Okay, I’ll admit it. I’m a hopeless addict. I get like this every four years.

Okay, I’ll admit it. I’m a hopeless addict. I get like this every four years.

I mean, I can’t make it even a couple hours without a fix.

Maybe I need a support group where I could stand up and say: ‘My name is Dave, and I’m an Olympic junkie.’

In most sporting events, I’ve gotten sufficiently cynical that I can hit the remote after a quick progress check. I have too many things on my ‘to do’ list to just sit in front of the tube for hours.

But not when I see those Olympic rings and hear the familiar trumpet fanfare. There’s something about the purity of the Olympic ideal that draws me. Whether that ideal is always the reality is another issue, but I love the concept.

My bedrock connection with the Olympics goes back to my participation in track and field. One of my childhood heroes was Jim Ryun, a phenomenal miler from Kansas, who was the first high school miler to run under 4 minutes, a dominating runner at the University of Kansas and the one-time world record holder at 3:51.1.

In addition to his incredible athletic abilities, he was a role model for kids like me who admired him from a distance both for his running abilities as well as his character.

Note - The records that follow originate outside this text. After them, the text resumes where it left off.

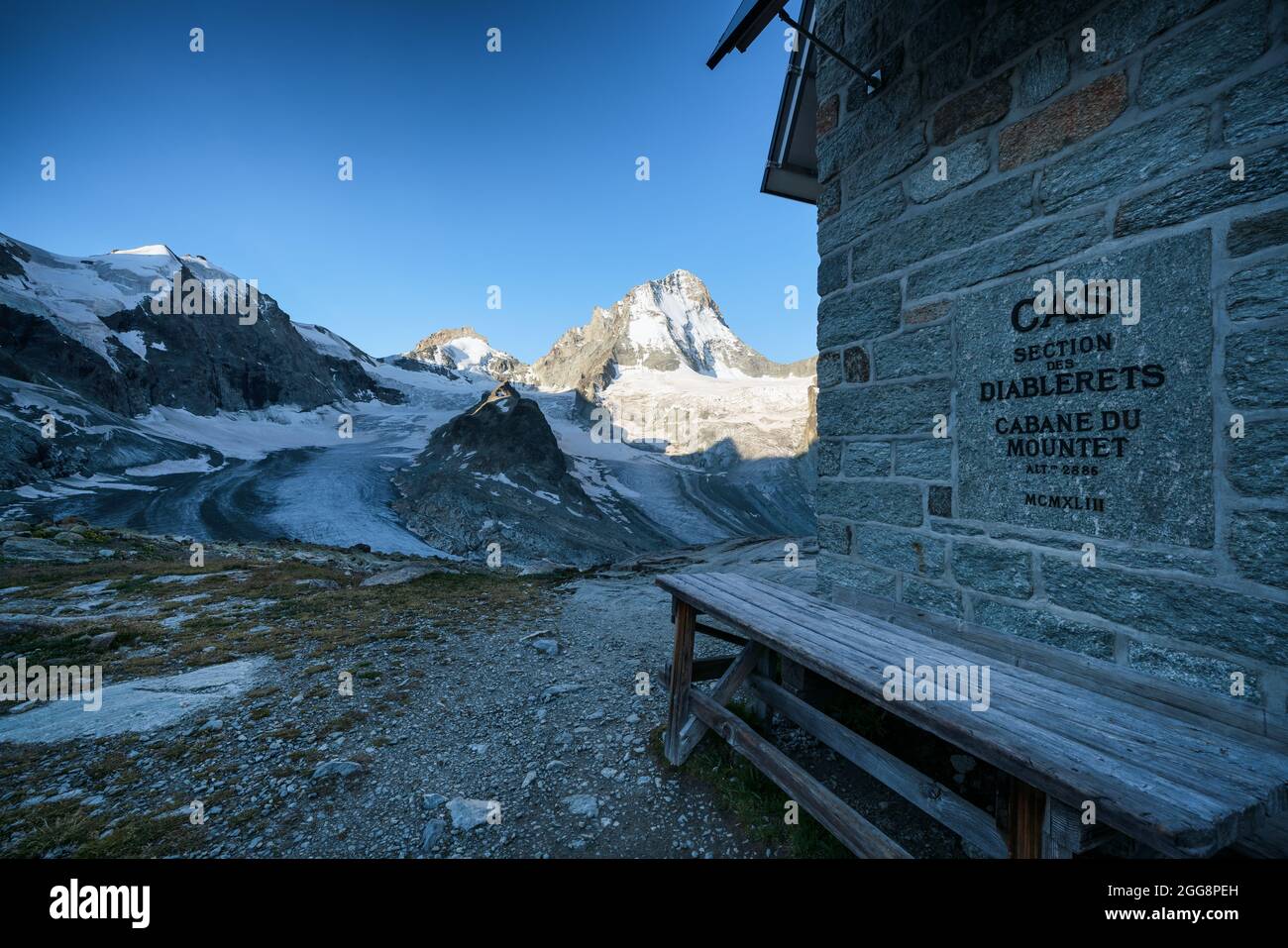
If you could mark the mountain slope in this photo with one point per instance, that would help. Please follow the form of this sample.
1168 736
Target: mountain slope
88 326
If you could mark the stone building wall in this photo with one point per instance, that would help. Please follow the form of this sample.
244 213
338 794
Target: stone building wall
1121 161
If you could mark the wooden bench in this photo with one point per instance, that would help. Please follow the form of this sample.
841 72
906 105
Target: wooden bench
1180 772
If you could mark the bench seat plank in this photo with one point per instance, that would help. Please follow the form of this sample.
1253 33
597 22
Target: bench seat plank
1158 779
1128 732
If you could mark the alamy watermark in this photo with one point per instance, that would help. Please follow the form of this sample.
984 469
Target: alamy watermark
938 683
1090 298
25 683
192 296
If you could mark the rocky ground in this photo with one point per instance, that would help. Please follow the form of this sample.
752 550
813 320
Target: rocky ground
492 714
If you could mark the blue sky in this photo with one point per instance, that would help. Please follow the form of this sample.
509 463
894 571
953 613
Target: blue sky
471 167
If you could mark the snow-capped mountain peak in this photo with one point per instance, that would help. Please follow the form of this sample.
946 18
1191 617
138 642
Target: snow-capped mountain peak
666 325
149 250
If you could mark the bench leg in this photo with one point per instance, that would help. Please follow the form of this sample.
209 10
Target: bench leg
682 678
1061 831
1026 817
734 675
765 669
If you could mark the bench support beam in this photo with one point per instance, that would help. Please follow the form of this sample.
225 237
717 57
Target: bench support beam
931 797
827 807
1026 813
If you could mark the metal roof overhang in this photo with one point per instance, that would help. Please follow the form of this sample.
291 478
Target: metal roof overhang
791 170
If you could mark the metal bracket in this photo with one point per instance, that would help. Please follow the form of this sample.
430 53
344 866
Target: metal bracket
874 80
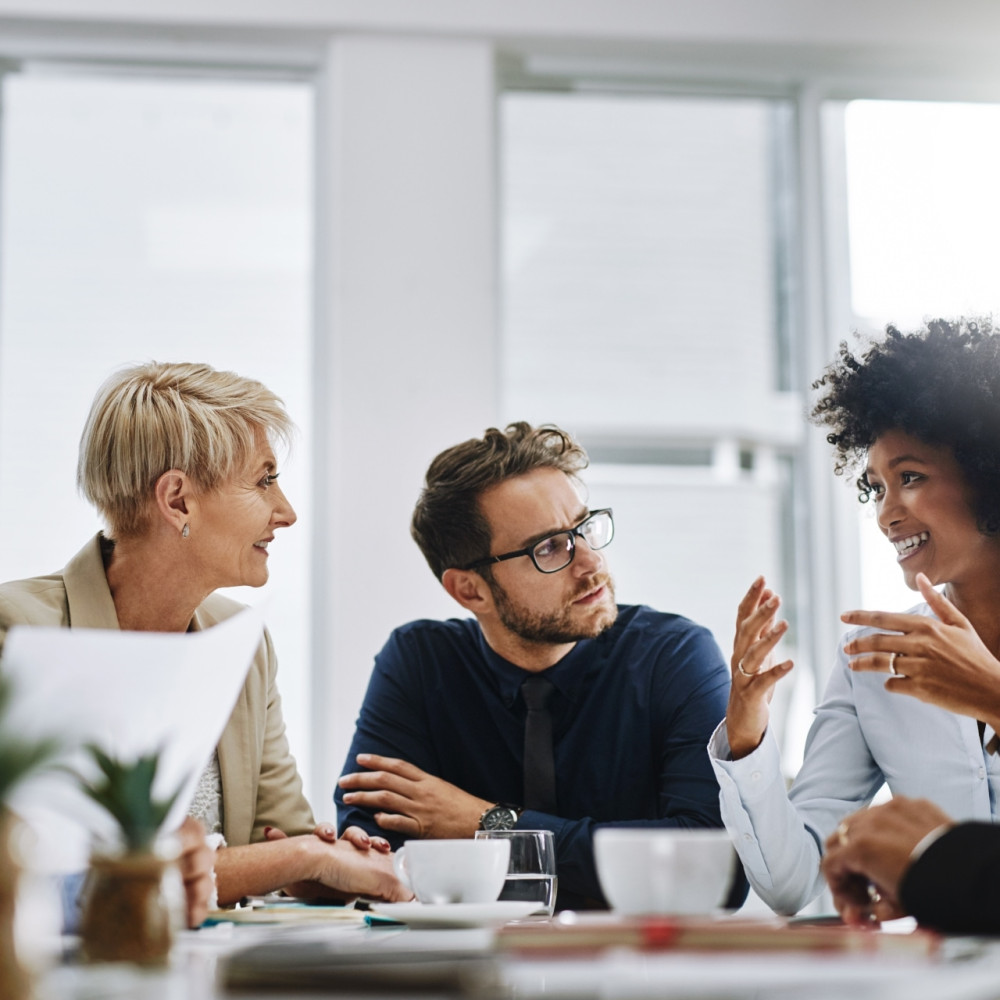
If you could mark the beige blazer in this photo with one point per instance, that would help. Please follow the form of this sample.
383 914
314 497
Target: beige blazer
260 783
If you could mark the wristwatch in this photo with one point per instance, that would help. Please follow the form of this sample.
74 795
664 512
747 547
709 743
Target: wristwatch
499 817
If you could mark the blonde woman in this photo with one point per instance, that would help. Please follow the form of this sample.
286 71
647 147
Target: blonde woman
179 459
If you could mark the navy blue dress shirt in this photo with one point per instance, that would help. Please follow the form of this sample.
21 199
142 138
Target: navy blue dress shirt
632 713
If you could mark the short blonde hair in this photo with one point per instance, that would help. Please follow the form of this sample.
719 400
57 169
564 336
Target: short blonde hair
154 417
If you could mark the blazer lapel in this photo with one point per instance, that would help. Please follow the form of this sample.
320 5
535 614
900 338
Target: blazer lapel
87 593
235 762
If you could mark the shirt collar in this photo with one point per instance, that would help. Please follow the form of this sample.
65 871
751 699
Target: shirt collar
569 676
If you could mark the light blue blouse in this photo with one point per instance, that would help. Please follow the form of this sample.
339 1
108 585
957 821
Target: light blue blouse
861 737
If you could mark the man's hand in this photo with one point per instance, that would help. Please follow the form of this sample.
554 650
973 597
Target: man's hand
407 800
195 863
326 831
868 854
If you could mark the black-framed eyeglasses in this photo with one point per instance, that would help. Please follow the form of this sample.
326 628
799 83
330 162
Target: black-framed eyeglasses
556 551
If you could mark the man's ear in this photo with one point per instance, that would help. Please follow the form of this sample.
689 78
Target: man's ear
468 588
173 493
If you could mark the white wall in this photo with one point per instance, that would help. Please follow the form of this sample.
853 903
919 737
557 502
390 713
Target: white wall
406 307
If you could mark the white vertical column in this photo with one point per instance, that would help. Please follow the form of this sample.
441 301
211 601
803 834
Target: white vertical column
406 338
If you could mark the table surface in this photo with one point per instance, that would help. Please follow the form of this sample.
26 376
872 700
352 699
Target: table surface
967 969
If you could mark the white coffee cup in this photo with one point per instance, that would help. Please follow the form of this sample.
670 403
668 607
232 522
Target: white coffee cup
664 871
453 871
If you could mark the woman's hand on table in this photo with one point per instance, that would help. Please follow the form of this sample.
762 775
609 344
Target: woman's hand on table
940 660
195 863
755 672
348 871
868 854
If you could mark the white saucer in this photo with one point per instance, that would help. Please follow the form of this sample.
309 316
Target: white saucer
457 914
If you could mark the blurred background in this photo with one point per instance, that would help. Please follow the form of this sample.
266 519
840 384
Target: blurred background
651 222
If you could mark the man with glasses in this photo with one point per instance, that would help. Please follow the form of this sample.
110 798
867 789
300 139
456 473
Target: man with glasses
552 708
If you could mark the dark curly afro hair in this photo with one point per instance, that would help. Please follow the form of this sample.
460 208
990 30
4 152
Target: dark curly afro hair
940 384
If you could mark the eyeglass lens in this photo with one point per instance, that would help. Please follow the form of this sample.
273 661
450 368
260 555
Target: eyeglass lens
556 552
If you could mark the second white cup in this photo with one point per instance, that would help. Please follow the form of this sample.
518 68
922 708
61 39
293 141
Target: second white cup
453 871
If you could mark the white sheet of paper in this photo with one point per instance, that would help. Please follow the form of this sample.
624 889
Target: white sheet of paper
131 693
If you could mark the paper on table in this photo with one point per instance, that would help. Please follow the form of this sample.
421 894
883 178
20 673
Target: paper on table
132 693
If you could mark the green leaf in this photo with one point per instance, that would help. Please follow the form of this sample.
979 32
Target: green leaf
125 790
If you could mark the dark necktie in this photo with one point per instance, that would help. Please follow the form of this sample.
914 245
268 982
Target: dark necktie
539 765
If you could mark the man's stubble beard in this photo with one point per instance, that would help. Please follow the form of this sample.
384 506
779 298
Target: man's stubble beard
557 627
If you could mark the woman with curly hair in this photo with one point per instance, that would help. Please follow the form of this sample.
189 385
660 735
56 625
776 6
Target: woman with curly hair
917 416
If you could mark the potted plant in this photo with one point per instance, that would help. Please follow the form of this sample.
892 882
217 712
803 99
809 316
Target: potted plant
18 759
125 917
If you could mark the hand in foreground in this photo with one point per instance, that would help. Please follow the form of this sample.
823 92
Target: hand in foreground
407 800
755 672
868 854
939 660
195 863
345 871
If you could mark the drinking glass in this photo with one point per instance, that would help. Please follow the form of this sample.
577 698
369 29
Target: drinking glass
531 873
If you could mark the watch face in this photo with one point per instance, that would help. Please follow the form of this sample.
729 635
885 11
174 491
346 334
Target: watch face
499 818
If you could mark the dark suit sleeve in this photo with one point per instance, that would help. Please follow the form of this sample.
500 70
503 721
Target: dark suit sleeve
954 886
391 723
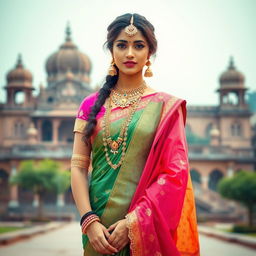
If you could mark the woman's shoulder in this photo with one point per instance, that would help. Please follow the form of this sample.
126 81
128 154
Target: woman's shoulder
167 97
86 104
90 99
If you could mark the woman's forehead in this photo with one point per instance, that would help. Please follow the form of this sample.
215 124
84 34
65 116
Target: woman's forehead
138 37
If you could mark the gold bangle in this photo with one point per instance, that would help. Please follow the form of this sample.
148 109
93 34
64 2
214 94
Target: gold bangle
81 161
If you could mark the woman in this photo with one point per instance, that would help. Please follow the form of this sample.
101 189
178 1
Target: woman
139 200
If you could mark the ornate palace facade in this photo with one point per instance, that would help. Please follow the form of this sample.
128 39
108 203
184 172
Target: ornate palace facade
38 127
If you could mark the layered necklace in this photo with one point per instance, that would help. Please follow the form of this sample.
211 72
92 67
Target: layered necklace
122 99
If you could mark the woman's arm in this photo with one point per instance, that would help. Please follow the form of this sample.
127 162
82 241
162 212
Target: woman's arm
79 176
96 232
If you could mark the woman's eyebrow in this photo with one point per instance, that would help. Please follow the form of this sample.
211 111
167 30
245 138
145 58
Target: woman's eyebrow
136 41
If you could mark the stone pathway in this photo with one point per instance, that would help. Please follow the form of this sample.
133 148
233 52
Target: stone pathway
66 241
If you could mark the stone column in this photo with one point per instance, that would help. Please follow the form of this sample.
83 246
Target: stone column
13 203
35 200
230 170
205 179
39 129
56 124
60 200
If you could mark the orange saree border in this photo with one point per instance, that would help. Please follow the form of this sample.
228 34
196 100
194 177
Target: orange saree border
134 234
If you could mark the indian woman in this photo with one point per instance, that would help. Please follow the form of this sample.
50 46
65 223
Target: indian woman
136 198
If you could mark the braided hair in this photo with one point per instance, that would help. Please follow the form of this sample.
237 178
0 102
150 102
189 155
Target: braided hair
114 30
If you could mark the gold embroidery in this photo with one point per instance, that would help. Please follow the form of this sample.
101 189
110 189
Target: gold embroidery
79 125
151 237
182 162
134 234
169 104
161 181
148 212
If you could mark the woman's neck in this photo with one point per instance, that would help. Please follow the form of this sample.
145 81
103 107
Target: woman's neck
129 82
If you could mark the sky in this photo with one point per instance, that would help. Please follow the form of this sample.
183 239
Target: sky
195 40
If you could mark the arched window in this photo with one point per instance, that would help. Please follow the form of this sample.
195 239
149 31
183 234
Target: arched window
195 176
47 130
188 129
236 129
214 178
208 130
19 97
19 129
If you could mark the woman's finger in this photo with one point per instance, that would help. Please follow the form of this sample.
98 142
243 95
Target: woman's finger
113 226
106 233
111 249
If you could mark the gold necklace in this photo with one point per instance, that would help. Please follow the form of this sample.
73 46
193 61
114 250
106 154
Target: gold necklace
122 138
125 98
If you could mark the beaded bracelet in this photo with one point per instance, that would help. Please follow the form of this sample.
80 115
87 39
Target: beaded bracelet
85 216
88 221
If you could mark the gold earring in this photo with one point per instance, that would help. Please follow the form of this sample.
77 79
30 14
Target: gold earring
112 70
148 71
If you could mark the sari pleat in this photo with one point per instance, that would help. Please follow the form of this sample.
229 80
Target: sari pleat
153 183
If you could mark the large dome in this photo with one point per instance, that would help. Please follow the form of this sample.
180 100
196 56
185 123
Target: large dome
232 77
19 76
68 59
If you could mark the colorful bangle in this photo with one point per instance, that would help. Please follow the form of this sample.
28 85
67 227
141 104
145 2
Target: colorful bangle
91 220
85 216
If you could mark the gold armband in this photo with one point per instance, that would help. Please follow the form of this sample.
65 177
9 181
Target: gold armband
81 161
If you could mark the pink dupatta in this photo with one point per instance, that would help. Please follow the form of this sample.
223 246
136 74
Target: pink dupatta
162 216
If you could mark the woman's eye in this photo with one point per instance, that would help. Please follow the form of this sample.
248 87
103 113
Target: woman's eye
139 46
121 46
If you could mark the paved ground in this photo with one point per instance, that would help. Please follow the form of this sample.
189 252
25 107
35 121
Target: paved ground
66 241
215 247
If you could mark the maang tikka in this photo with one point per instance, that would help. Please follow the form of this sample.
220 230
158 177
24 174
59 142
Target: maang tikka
131 30
112 70
148 71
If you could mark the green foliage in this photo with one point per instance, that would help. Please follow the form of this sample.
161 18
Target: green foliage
241 187
42 176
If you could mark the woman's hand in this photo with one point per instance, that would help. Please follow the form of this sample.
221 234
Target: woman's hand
119 237
97 235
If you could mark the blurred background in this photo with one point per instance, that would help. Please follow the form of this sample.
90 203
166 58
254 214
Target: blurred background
52 56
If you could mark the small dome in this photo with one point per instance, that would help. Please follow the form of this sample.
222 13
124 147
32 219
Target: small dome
19 76
214 132
32 131
232 78
68 57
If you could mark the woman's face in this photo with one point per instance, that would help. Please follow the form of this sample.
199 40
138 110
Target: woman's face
130 49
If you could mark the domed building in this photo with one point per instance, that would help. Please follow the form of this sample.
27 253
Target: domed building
219 139
39 127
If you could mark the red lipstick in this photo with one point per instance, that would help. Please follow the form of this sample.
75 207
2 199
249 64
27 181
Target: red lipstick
130 64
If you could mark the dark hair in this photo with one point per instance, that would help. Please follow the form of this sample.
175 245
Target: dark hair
114 29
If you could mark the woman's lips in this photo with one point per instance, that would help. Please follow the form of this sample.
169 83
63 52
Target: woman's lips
129 64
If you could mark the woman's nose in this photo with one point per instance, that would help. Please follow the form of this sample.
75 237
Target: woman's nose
129 52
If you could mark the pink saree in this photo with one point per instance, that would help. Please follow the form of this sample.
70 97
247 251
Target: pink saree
162 215
153 186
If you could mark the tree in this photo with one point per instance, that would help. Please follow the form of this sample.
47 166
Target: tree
44 176
242 188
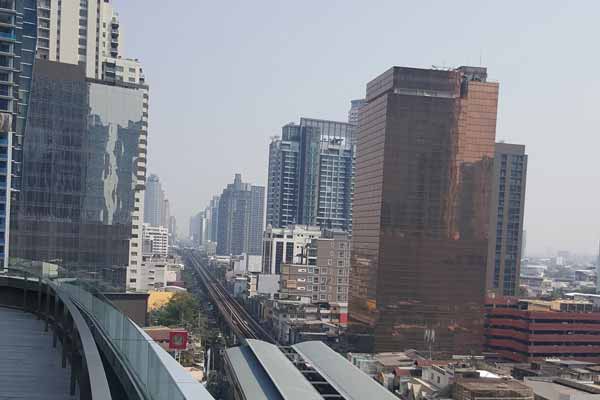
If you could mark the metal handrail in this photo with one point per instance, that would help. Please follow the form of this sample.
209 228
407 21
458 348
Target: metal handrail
96 376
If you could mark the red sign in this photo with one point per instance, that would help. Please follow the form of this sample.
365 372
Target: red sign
177 340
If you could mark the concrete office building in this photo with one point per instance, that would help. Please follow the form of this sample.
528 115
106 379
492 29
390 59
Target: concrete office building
241 217
153 200
156 273
165 214
355 107
421 210
506 220
534 330
287 245
323 275
311 172
173 228
155 240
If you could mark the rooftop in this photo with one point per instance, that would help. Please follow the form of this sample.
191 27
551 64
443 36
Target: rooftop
497 385
30 368
348 380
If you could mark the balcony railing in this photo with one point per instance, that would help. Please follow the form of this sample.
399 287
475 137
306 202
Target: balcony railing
6 35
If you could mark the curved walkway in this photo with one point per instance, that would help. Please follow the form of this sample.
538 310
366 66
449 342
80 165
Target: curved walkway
29 366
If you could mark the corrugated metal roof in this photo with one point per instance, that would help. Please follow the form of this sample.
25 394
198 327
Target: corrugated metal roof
348 380
290 382
252 379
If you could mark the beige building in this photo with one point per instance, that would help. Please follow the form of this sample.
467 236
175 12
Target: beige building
324 276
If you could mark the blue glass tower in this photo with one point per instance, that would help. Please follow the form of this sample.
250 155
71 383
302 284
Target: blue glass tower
18 35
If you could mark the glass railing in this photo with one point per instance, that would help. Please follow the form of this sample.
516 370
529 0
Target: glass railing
157 373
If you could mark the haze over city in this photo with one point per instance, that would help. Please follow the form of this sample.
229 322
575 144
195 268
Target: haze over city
299 200
252 67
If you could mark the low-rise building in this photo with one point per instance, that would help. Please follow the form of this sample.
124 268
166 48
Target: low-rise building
552 388
323 275
490 388
533 330
294 321
156 273
286 245
155 240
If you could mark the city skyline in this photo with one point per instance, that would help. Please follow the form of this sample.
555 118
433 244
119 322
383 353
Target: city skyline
246 72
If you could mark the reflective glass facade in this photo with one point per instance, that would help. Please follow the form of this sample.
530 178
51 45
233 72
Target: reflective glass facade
80 172
421 210
311 175
506 219
18 30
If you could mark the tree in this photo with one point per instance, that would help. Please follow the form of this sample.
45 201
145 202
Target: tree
181 310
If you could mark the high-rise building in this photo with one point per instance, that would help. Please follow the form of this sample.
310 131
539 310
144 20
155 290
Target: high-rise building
311 172
421 210
241 219
213 219
78 142
155 240
354 112
165 214
81 193
17 44
153 201
506 219
287 245
79 32
173 228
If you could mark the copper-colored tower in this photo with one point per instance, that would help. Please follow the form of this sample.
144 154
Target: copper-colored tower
421 210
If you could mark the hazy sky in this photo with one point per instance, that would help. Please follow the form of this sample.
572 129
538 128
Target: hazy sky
226 75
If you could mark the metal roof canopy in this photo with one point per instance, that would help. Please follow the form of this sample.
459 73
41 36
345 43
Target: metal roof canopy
346 378
250 376
290 383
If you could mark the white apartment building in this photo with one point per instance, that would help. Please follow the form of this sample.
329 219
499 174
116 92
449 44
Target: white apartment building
155 240
287 246
79 31
156 273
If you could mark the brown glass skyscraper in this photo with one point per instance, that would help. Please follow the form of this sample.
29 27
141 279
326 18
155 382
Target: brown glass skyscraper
421 209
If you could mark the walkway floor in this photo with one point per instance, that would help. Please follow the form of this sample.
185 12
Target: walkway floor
29 366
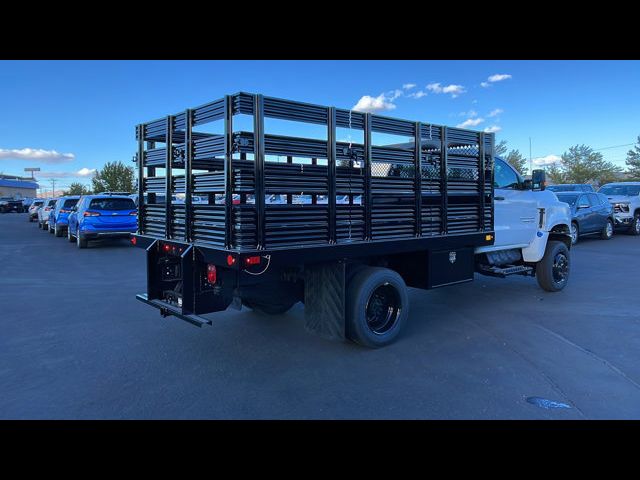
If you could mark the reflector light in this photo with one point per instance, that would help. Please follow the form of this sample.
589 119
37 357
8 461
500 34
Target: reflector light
212 274
252 260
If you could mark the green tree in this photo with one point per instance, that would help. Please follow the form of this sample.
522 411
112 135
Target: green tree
501 148
555 174
517 161
580 164
76 188
633 161
114 177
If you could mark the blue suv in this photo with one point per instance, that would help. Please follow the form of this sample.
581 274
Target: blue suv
59 216
102 216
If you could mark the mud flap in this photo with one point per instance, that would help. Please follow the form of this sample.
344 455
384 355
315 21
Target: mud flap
324 299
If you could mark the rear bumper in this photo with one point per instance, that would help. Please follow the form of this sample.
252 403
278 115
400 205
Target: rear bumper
89 235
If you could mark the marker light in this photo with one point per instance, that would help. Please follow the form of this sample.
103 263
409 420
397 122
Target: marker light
212 274
252 260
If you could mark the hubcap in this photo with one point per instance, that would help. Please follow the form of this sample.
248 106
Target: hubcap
560 268
383 309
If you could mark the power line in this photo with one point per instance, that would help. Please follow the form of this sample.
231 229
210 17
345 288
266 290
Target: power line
613 146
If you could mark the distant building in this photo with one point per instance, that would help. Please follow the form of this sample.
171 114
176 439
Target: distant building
17 187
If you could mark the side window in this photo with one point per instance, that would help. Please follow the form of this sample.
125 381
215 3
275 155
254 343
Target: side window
583 201
504 176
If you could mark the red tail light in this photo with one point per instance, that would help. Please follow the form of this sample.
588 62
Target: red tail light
212 274
252 260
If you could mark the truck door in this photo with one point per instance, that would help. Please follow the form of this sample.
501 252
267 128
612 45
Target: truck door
516 210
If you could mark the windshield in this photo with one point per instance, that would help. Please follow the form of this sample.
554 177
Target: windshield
112 204
563 188
627 190
570 199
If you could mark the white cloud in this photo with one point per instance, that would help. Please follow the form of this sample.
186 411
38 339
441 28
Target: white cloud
36 155
83 172
470 122
418 94
454 90
394 94
545 161
498 77
371 104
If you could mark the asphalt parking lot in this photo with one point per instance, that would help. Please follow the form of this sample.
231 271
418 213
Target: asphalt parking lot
75 343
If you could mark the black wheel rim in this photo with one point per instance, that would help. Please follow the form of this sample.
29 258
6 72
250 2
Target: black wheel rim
560 268
383 309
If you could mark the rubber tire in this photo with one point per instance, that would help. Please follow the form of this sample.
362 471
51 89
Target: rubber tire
603 233
577 234
81 242
544 268
269 309
633 228
359 290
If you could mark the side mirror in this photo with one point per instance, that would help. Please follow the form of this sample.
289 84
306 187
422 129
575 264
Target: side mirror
538 180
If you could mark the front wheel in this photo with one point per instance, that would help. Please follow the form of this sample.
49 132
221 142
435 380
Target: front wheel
634 228
81 242
607 231
377 307
552 272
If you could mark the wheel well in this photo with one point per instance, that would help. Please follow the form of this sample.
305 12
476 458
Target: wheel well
562 233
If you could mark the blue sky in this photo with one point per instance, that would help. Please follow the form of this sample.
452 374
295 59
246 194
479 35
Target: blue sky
70 117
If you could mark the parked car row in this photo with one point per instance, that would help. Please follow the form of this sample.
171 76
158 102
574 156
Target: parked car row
616 206
87 217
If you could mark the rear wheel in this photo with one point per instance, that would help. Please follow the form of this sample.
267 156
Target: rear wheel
634 228
552 272
607 231
377 307
575 233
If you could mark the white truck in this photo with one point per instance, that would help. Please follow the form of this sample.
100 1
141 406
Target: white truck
377 217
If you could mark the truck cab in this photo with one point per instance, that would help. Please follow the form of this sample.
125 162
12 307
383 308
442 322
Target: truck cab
625 198
527 219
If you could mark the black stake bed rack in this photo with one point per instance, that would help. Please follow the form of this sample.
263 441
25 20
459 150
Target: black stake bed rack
381 204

Today, he’s a U.S Congressman, representing his home state of Kansas.

I remember watching him in the 1968 Olympics in Mexico City. Like all the distance runners in that Olympics, he struggled with the rarefied air of the city’s altitude finishing out of the medals.

Later, when I was in college, I was fortunate to go to the Montreal Olympics (as an observer) and see University of Illinois runners Craig Virgin and Mike Durkin (whom I’d competed against) test their mettle against the best in the world.

Being in Montreal with several of my teammates from the Drake track team was an incredible first-hand introduction to the magnitude of the Olympics. It’s simply unbelievable that so many of the world’s greatest athletes are assembled in one place. And the international crowd that attends the Olympic Games was a real eye-opener for a young farm boy from Iowa.

We were able to get tickets for several sports, but spent most of our time hanging around the track.

I’ve been hooked on the Olympics ever since.

This year, it’s been the Michael Phelps show. Never before has an athlete won so many gold medals in a single Olympics running the table as he won all eight events he entered, and establishing seven new world records in the process. An unbelievable feat! He has secured his place in Olympic history as one of the greatest ever. He’s also destined to be a very rich man.

But there are so many other highlights beyond Phelps the American gymnasts, the American beach volleyball teams, the American basketball squads. The Jamaican sprinters (especially Usain Bolt; an amazing athlete, even if a bit of a hot dog). And the list goes on.

I even watched the Japanese table tennis team defeat the Germans as I munched my peanut butter sandwich at lunch on Monday. And I enjoyed it! There was some strange sport on the other day team handball, I believe they called it that was pretty bizarre. It was like water polo on land. But I still watched it.

With Beijing halfway around the world from us, there’s always something on TV whether it is live or tape-delayed from the previous day.

Every time I can steal a minute, I’m checking on NBC or MSNBC to see what’s going on. It’s on in the mornings while we’re eating breakfast. It’s on while I’m home for lunch. It’s on throughout the evening, until I drag my sorry, sleep-starved carcass up to bed.

Of course, I would never, ever check msnbc.com while I’m at work, but I’ve heard that people have done that while they’re on the clock. Shame, shame.

It’s a crazy existence, but it’ll all be over much too soon. Meanwhile, I’m feeding my Olympic addiction and hanging out with my new best buddy, Bob Costas.

My support group will just have to wait for me to hit rock bottom and ask for help.